As expected, the National Labor Relations Board's Office of the General Counsel has filed an unfair labor practice complaint against a franchisor and some of its franchisees as joint employers. The Board first announced it might take action against McDonald's USA LLC for alleged actions of its franchisees in July of this year.
It is expected that the Board will soon issue a decision in a related case, Browning-Ferris, in which it will likely adopt a new standard for determining joint employment. For more than 30 years, the Board has considered an entity to be a joint employer with another if that entity exerts a significant and direct degree of control or co-determination over the other entity's employees and their essential terms and conditions of employment. NLRB General Counsel Richard Griffin has taken the position that the current standard should be scrapped and replaced with the pre-1984 standard. Under this "traditional" theory, an employer was considered a joint employer if it "had the potential" to control such terms and conditions of employment, or if "industrial realities" otherwise made it an essential party to meaningful collective bargaining. This expanded joint-employer stance aligns with the theory set forth by DOL Wage and Hour Administrator David Weil that a "fissured" workplace leads to greater labor and employment law violations.
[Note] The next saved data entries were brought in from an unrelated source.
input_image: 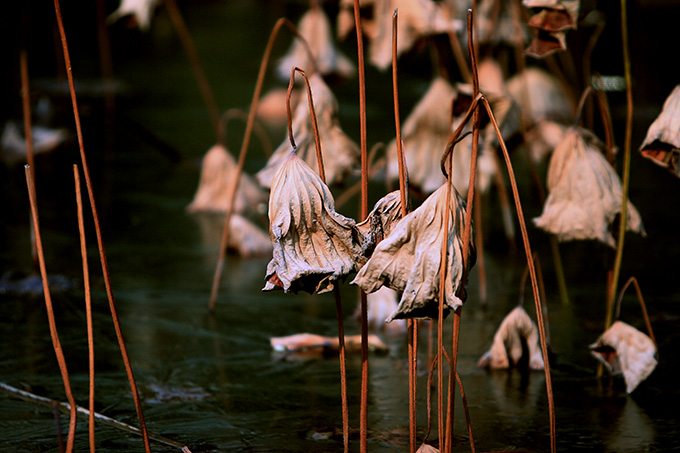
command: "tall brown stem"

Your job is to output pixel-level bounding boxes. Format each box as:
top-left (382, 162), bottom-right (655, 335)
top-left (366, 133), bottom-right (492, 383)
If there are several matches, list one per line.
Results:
top-left (25, 166), bottom-right (78, 452)
top-left (74, 165), bottom-right (96, 453)
top-left (52, 2), bottom-right (151, 450)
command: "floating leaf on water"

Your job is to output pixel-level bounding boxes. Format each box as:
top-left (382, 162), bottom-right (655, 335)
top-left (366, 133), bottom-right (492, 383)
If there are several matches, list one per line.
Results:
top-left (534, 126), bottom-right (645, 247)
top-left (270, 332), bottom-right (388, 356)
top-left (263, 152), bottom-right (360, 294)
top-left (352, 181), bottom-right (472, 321)
top-left (276, 5), bottom-right (355, 81)
top-left (590, 321), bottom-right (658, 394)
top-left (256, 74), bottom-right (359, 188)
top-left (186, 144), bottom-right (267, 215)
top-left (477, 306), bottom-right (544, 370)
top-left (639, 84), bottom-right (680, 178)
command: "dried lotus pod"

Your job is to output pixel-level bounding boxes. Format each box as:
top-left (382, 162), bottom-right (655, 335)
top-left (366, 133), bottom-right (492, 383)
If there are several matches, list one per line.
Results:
top-left (534, 126), bottom-right (645, 248)
top-left (590, 321), bottom-right (658, 394)
top-left (276, 5), bottom-right (355, 81)
top-left (352, 181), bottom-right (472, 321)
top-left (186, 144), bottom-right (267, 215)
top-left (639, 84), bottom-right (680, 178)
top-left (477, 306), bottom-right (544, 370)
top-left (256, 74), bottom-right (359, 188)
top-left (264, 152), bottom-right (360, 294)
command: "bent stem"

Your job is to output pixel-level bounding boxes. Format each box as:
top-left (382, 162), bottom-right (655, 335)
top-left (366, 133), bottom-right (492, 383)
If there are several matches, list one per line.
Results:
top-left (605, 0), bottom-right (634, 331)
top-left (614, 277), bottom-right (657, 348)
top-left (53, 1), bottom-right (151, 450)
top-left (25, 166), bottom-right (78, 453)
top-left (74, 165), bottom-right (96, 453)
top-left (209, 16), bottom-right (307, 310)
top-left (218, 108), bottom-right (273, 157)
top-left (482, 97), bottom-right (556, 453)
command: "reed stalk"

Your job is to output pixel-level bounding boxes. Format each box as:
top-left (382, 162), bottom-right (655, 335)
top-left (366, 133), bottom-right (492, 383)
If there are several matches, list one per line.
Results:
top-left (24, 166), bottom-right (78, 453)
top-left (352, 0), bottom-right (370, 449)
top-left (74, 165), bottom-right (96, 453)
top-left (52, 2), bottom-right (151, 449)
top-left (208, 16), bottom-right (314, 310)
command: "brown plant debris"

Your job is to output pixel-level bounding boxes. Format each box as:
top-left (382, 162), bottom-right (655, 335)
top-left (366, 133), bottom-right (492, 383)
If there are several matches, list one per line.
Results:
top-left (523, 0), bottom-right (579, 58)
top-left (186, 144), bottom-right (267, 215)
top-left (639, 84), bottom-right (680, 178)
top-left (256, 74), bottom-right (359, 188)
top-left (533, 126), bottom-right (645, 247)
top-left (270, 332), bottom-right (389, 357)
top-left (590, 321), bottom-right (658, 394)
top-left (263, 152), bottom-right (360, 294)
top-left (352, 181), bottom-right (473, 320)
top-left (477, 306), bottom-right (544, 370)
top-left (276, 5), bottom-right (355, 81)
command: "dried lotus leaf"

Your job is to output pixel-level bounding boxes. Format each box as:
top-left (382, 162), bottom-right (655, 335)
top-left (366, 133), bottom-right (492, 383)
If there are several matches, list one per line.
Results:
top-left (640, 84), bottom-right (680, 178)
top-left (590, 321), bottom-right (658, 394)
top-left (276, 5), bottom-right (355, 81)
top-left (187, 144), bottom-right (266, 215)
top-left (352, 181), bottom-right (472, 320)
top-left (355, 190), bottom-right (404, 262)
top-left (534, 127), bottom-right (645, 247)
top-left (256, 74), bottom-right (359, 188)
top-left (477, 306), bottom-right (544, 370)
top-left (507, 67), bottom-right (575, 127)
top-left (264, 152), bottom-right (360, 294)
If the imminent Browning-Ferris decision adopts the General Counsel's position, the franchise model will no doubt be put in jeopardy. Even Browning-Ferris aside, the General Counsel's announcement that a franchisor will face liability for the actions of its franchisees will affect decades of established law and business relationships. The Board's 1968 decision in The Southland Corporation clearly held there was no joint employment liability in the franchisor industry. It is unclear how the Board will address this apparent conflict. What is certain is that the franchise industry as we know it must prepare for significant changes ahead.